Alcune direttive riguardavano il ruolo dei Banderari, i rappresentanti di quella che sarebbe stata secoli dopo definita la borghesia artigiana e commerciale, i quali sedevano nel consiglio cittadino insierme ai Cittadini, ossia i rappesentanti dei nobili e dei proprietari terrieri. Si prescriveva che i Banderari in carica non potessero essere più di 24 (e 24 erano comunque i Cittadini), che sarebbero decaduti dopo sei mesi dall’elezione. In questo periodo “godano di tutti i privilegi, esenzioni e prerogative personali o inerenti” legate all’ufficio ricoperto, dettavano le norme del papa.

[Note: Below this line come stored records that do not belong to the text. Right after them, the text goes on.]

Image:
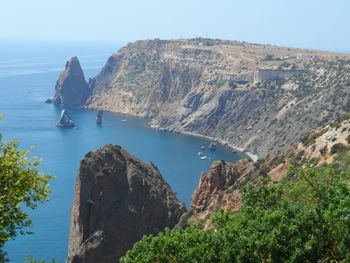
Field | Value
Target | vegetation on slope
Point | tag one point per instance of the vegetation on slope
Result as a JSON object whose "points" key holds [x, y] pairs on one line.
{"points": [[304, 218], [22, 186]]}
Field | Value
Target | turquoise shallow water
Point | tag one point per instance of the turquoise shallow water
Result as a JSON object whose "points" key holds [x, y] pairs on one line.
{"points": [[27, 78]]}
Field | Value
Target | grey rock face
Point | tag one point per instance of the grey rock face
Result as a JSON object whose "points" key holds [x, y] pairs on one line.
{"points": [[117, 200], [71, 87], [65, 120]]}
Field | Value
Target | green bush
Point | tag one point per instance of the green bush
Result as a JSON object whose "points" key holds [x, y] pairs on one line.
{"points": [[302, 220], [338, 147]]}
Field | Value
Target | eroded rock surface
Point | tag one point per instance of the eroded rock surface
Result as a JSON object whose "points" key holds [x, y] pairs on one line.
{"points": [[65, 120], [117, 200], [71, 87]]}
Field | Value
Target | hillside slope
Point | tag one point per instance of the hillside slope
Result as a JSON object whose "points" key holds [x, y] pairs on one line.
{"points": [[257, 97]]}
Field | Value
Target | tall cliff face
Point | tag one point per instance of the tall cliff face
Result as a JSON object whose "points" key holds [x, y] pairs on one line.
{"points": [[71, 87], [117, 200], [221, 186], [232, 91]]}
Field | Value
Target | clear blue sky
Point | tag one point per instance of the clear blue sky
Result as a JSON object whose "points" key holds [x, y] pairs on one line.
{"points": [[319, 24]]}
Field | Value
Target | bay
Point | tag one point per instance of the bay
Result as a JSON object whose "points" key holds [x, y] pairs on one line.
{"points": [[27, 77]]}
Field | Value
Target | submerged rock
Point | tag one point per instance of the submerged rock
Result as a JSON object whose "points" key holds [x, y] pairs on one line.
{"points": [[71, 87], [65, 120], [118, 199]]}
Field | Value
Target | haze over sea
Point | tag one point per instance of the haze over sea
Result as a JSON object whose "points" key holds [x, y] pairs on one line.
{"points": [[28, 73]]}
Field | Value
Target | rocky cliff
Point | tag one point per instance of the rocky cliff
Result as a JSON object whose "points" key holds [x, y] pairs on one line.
{"points": [[117, 200], [221, 186], [257, 97], [71, 87]]}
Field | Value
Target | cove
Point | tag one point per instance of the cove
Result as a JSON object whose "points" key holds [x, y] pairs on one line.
{"points": [[25, 83]]}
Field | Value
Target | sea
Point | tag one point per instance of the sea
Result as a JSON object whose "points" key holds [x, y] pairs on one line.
{"points": [[28, 73]]}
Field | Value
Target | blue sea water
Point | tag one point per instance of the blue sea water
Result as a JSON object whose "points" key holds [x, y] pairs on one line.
{"points": [[28, 72]]}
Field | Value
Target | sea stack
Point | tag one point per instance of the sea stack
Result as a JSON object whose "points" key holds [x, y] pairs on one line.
{"points": [[71, 87], [65, 120], [118, 199], [99, 117]]}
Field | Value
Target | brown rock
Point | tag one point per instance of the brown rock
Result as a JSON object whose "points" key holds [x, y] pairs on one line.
{"points": [[218, 189], [71, 87], [117, 200]]}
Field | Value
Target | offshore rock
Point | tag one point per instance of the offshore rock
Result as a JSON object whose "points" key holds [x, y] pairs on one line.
{"points": [[226, 90], [71, 87], [65, 120], [117, 200], [99, 117]]}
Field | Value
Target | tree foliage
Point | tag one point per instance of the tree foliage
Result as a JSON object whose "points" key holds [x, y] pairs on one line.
{"points": [[22, 187], [305, 218]]}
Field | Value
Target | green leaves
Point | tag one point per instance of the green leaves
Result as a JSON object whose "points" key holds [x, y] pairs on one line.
{"points": [[305, 218], [21, 185]]}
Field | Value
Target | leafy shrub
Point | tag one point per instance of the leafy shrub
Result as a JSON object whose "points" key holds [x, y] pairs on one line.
{"points": [[302, 220]]}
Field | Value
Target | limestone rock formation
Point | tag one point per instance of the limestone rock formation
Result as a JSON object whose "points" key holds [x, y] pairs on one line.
{"points": [[71, 87], [218, 189], [221, 187], [65, 120], [226, 90], [117, 200]]}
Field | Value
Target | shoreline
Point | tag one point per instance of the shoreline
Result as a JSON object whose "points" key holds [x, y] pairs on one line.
{"points": [[252, 156]]}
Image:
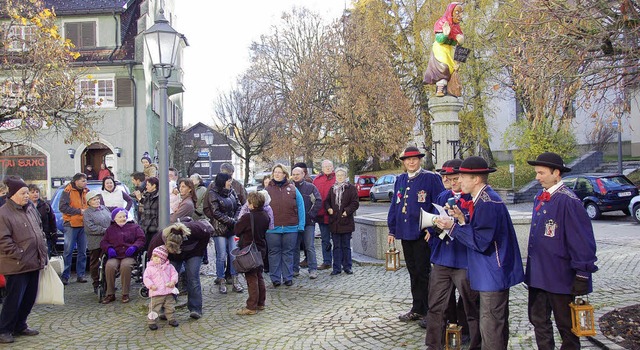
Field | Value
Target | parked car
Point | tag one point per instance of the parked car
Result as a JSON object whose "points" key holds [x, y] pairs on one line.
{"points": [[634, 208], [55, 205], [382, 189], [602, 192], [363, 184]]}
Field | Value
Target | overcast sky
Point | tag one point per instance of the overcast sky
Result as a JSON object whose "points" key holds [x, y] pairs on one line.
{"points": [[219, 34]]}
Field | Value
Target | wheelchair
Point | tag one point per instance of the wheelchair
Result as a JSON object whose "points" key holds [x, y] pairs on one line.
{"points": [[137, 273]]}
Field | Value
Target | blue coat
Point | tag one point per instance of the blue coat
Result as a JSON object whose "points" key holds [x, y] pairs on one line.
{"points": [[448, 252], [561, 243], [412, 194], [493, 254]]}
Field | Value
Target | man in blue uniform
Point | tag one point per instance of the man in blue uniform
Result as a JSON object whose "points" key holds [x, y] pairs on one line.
{"points": [[561, 254], [416, 189], [449, 258], [493, 254]]}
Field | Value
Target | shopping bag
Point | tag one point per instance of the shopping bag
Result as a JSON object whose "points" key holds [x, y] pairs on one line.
{"points": [[50, 288], [57, 263]]}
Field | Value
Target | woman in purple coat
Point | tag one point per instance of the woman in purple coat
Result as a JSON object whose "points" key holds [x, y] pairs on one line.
{"points": [[121, 241]]}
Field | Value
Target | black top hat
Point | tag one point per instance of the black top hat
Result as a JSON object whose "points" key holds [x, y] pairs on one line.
{"points": [[411, 151], [475, 165], [551, 160], [450, 167]]}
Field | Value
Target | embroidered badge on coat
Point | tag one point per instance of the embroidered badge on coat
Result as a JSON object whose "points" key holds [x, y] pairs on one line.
{"points": [[550, 228], [422, 196]]}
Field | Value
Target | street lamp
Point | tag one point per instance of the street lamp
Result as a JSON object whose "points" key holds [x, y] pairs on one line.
{"points": [[207, 137], [619, 111], [163, 41]]}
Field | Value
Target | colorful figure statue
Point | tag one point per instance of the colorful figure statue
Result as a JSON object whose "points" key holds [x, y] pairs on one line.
{"points": [[448, 35]]}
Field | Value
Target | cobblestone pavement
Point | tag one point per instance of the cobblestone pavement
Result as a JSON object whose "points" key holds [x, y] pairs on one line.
{"points": [[356, 311]]}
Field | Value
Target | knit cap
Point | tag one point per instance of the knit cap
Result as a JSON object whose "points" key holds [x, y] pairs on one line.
{"points": [[116, 211], [162, 253]]}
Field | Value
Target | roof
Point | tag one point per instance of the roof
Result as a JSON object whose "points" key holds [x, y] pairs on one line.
{"points": [[68, 7]]}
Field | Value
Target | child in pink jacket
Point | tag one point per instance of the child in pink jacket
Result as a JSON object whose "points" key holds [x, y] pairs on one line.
{"points": [[161, 278]]}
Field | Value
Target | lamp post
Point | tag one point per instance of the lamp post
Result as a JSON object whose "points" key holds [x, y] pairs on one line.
{"points": [[207, 137], [162, 41], [619, 110]]}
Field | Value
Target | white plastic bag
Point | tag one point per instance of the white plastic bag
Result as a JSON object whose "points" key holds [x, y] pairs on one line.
{"points": [[50, 287]]}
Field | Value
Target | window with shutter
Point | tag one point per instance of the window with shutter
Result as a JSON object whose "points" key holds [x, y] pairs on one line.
{"points": [[124, 92], [81, 34]]}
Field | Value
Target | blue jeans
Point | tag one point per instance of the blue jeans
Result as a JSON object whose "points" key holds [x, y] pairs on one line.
{"points": [[325, 237], [194, 290], [75, 236], [224, 246], [341, 251], [281, 246], [310, 250], [21, 295]]}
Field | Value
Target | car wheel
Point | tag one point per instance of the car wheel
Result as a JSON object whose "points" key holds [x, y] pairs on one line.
{"points": [[593, 211], [636, 212]]}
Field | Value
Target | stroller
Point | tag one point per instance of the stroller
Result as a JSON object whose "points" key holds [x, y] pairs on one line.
{"points": [[137, 273]]}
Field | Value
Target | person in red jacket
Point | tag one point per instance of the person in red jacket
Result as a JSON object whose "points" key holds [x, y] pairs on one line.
{"points": [[324, 182]]}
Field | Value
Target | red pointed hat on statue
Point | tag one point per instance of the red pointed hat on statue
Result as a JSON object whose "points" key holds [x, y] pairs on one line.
{"points": [[411, 151], [475, 165]]}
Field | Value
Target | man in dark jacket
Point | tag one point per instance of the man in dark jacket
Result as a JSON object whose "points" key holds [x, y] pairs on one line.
{"points": [[186, 243], [72, 205], [23, 254], [312, 203], [47, 217]]}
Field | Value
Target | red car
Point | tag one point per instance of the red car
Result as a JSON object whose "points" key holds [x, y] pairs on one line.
{"points": [[364, 184]]}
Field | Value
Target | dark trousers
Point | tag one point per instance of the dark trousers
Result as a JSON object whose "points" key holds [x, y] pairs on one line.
{"points": [[256, 288], [541, 303], [21, 292], [494, 319], [94, 266], [341, 251], [417, 257], [441, 284]]}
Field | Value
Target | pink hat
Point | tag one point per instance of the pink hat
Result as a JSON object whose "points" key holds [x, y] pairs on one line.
{"points": [[162, 253]]}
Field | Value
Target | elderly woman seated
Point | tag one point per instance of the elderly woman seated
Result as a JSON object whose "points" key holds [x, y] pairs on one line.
{"points": [[121, 241]]}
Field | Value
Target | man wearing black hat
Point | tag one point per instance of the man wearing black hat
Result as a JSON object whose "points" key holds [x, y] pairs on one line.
{"points": [[493, 254], [23, 253], [449, 258], [561, 254], [414, 190]]}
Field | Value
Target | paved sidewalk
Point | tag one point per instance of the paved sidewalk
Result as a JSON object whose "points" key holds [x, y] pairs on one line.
{"points": [[356, 311]]}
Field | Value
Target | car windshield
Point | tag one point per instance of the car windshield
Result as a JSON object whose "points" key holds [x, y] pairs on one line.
{"points": [[615, 181]]}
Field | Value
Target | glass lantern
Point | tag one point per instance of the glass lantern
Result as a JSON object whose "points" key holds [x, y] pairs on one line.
{"points": [[453, 337], [392, 259], [582, 318]]}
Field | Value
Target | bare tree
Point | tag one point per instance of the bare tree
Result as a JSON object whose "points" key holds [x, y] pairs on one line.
{"points": [[40, 90], [247, 113]]}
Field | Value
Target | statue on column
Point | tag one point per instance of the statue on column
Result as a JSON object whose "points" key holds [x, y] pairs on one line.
{"points": [[446, 52]]}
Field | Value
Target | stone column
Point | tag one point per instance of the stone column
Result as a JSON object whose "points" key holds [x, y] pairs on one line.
{"points": [[445, 127]]}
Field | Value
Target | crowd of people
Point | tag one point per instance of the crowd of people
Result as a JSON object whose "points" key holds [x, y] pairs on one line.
{"points": [[472, 250]]}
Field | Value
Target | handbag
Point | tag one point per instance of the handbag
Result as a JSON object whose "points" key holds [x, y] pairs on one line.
{"points": [[249, 257], [50, 288]]}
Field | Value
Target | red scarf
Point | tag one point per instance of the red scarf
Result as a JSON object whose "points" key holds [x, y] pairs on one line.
{"points": [[468, 205], [543, 197]]}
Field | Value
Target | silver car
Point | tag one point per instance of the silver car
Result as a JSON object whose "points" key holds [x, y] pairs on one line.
{"points": [[383, 188]]}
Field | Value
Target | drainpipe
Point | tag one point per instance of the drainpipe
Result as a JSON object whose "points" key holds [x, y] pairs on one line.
{"points": [[115, 19], [135, 117]]}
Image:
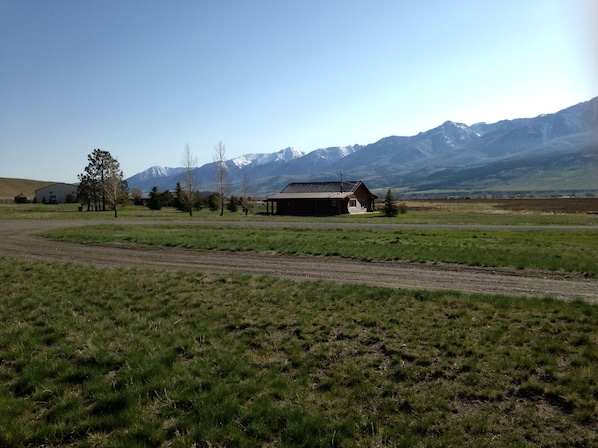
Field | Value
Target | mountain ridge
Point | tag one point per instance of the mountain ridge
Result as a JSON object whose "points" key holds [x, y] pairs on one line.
{"points": [[437, 157]]}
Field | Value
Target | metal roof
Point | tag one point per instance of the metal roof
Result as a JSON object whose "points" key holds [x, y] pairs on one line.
{"points": [[318, 190], [321, 187], [307, 195]]}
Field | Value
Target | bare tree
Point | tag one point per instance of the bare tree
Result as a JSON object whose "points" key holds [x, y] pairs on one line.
{"points": [[247, 197], [115, 186], [189, 182], [222, 182]]}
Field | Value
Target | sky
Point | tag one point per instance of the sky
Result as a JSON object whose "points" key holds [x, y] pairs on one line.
{"points": [[142, 79]]}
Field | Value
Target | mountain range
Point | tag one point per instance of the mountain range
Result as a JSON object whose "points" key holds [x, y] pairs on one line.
{"points": [[554, 153]]}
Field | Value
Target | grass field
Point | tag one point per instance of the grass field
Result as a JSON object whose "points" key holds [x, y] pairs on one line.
{"points": [[130, 357], [539, 249], [420, 212], [101, 357]]}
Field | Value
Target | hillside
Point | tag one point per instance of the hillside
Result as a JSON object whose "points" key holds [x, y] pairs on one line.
{"points": [[9, 187]]}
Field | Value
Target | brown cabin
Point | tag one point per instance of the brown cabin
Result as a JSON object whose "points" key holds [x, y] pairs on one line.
{"points": [[322, 198]]}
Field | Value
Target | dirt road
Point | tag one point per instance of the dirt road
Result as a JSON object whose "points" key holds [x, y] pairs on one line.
{"points": [[18, 240]]}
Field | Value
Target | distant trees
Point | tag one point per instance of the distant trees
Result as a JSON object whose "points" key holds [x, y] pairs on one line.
{"points": [[246, 198], [390, 206], [102, 182], [233, 204], [155, 200]]}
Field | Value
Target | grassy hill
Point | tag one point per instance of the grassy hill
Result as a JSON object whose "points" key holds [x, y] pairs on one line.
{"points": [[9, 187]]}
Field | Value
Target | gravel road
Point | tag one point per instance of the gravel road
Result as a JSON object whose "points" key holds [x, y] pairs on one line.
{"points": [[18, 240]]}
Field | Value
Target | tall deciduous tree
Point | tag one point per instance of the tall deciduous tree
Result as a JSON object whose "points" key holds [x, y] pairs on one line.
{"points": [[115, 186], [190, 183], [246, 198], [222, 182]]}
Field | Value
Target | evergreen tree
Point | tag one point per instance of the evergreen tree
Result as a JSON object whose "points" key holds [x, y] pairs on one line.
{"points": [[233, 204], [390, 205]]}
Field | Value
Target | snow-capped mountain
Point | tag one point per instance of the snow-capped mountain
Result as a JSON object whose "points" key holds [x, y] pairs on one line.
{"points": [[559, 151], [284, 155]]}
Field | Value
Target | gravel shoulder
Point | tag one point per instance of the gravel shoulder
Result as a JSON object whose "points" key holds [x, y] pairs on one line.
{"points": [[18, 240]]}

Fra gli eletti non doveva esistere alcun motivo di odio o rancore personale, per cui una volta diventati Banderari si doveva mettere da parte inimicizia, allo scopo di essere nella condizione di assicurare una “imparziale e spassionata amministrazione del loro geloso incarico”.
Fonte: Lodovico Silvestri, “Collezione di memorie
storiche tratte dai protocolli
delle antiche riformanze della città di Terni dal 1387 al 1816″.
Ristampa a cura di Ermanno Ciocca. Terni 1977, Ed. Thyrus.